O capitalismo tem destas coisas. Afunda sem dó nem piedade com a mesma facilidade com que eleva ao Olimpo. A empresa de rent-a-car Hertz é um bom exemplo disso. A 22 de maio, declarou falência e quatro dias depois as ações estavam em mínimos históricos de 40 cêntimos (de dólar). A 8 de junho o valor das ações tinha disparado 1400% - estavam então a 6 dólares – e assim continuou.

E de onde vêm tantos investidores interessados numa empresa que declarou falência e que tem 19 mil milhões de dólares de dívida sem ativos suficientes para a liquidar?
De uma plataforma chamada Robinhood (sim, é ironia) que levou 96 mil traders a comprar massivamente ações durante uma semana.

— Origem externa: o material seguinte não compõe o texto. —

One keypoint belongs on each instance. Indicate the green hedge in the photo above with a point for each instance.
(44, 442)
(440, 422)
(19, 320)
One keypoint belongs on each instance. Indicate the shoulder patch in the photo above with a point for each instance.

O que é a Robinhood? Basicamente é uma app para investir em bolsa para investidores não institucionais, muitos deles amadores ou curiosos que procuram ganhar dinheiro rápido com uma aposta certeira. Nos últimos tempos, empresas em processo de falência têm soado a estes investidores como uma boa oportunidade – a Hertz nem é a primeira, mas é a que teve números mais sonantes.

Os investidores do clube dos “grandes” dizem que comprar este tipo de ações é como “apanhar uma faca a cair”, mas o que é que isso importa, se com um pouco de sorte, se pode ganhar bom dinheiro entretanto. E também se pode perder, claro. Não é muito diferente de ir a Las Vegas e fazer justiça ao cognome tantas vezes dado de economia de casino.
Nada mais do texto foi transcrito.